How could Brexit hit your energy costs?

Posted 15 July 2016 by Helen Christie

Brexit is the biggest topic of conversation right now, not just in the UK, but throughout Europe…

The UK’s withdrawal from the European Union is undoubtedly going to hit consumers’ wallets in many different areas, from food through to travel. What’s more, it could also cause the price of energy to shoot up.

Energy costs are already a huge consideration for homeowners, so Payingtoomuch.com has looked at why this rise may occur, and is there anything the consumer can do to protect against it?

Why will energy prices rise?

There’s no crystal ball, however all the signs point to the fact that the EU exit will see energy prices rise. But why is this? It all has to do with the value of the pound, which has been sharply declining in the wake of the referendum result. This decline, in a nutshell, means that importing will become much more expensive for UK individuals and companies, including the various energy companies.

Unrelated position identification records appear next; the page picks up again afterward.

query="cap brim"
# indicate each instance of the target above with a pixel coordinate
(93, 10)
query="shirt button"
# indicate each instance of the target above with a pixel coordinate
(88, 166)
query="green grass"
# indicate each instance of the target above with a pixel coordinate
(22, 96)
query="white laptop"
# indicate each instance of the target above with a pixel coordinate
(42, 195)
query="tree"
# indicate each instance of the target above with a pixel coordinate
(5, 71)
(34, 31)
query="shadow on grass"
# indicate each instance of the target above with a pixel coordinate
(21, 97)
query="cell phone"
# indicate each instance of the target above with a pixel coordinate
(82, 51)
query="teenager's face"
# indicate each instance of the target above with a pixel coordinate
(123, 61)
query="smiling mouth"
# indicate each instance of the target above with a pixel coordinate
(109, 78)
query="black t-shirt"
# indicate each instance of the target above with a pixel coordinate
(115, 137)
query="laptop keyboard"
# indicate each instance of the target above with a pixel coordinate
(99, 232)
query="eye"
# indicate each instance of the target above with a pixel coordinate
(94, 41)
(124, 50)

Why should the energy industry be concerned by importing costs though? It’s because the UK currently imports a huge amount of energy from Europe, in order to satisfy the high demand from the UK’s population. If the UK’s power companies are having to pay higher rates for this energy, you can guarantee that they’ll pass these higher costs onto their customers, thus leading to increased energy bills.

Imports are also important in another way as well, as the UK’s energy infrastructure is supported by many imported materials and other goods, especially from China. So, it will now cost more for this infrastructure to be maintained to an acceptable level. Once again, these costs will find their way to the consumer.

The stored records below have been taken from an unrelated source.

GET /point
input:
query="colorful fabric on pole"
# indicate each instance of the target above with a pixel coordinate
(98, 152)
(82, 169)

Could the government intervene?

There is one way in which the government could negate the effect of energy price rises, and it comes with the eradication of VAT on energy – something that would become possible thanks to the lack of regulation from the EU. VAT on energy is currently at 5%, therefore meaning consumers would benefit by this much if it were removed. The chances of this happening though are almost zero…

Should the government abolish the 5% rate of VAT on energy, they would lose out massively. In fact, it is estimated that it would cost them around £1.5bn in lost revenue. In this period of financial instability, the government simply can’t afford to take risks like this. This is why it is incredibly unlikely they’d want to lose this invaluable source of income.

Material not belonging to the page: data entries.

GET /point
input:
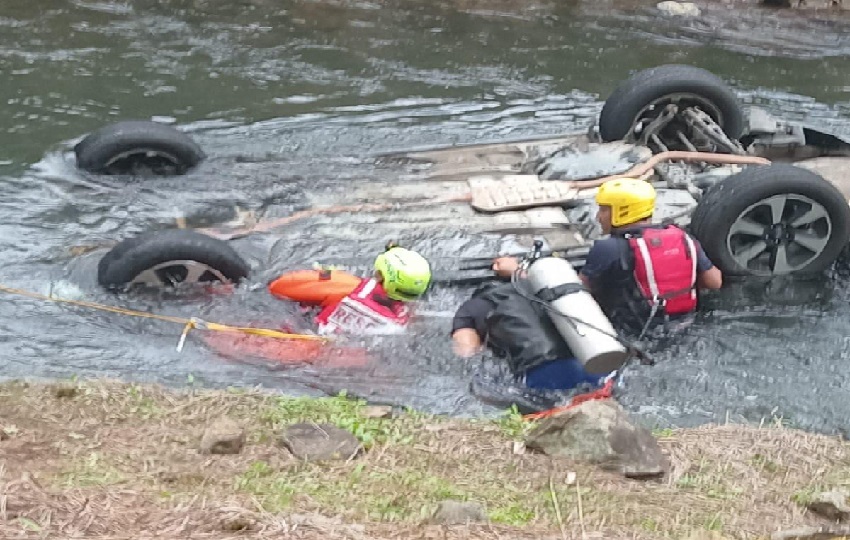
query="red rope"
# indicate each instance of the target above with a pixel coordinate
(606, 392)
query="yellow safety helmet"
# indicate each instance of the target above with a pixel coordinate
(630, 199)
(406, 274)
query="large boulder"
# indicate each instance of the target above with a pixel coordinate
(600, 432)
(316, 442)
(831, 505)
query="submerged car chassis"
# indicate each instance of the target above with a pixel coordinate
(764, 197)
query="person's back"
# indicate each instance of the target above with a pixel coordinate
(643, 271)
(503, 318)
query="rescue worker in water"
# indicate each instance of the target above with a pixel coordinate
(400, 276)
(640, 273)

Even if they did decide to abolish the rate, they would have to make it up elsewhere, meaning that they’d either need to cut back on services, or raise taxes in different areas. So, the public would still end up paying in one way or another.

How to protect against rising energy costs

If energy prices rise, they’ll rise across the board. This means that you’ll be unable to escape these price rises, and will have to find some extra cash to pay for them. You can limit the impact they have though, simply by ensuring that you’re on the very best energy tariff around.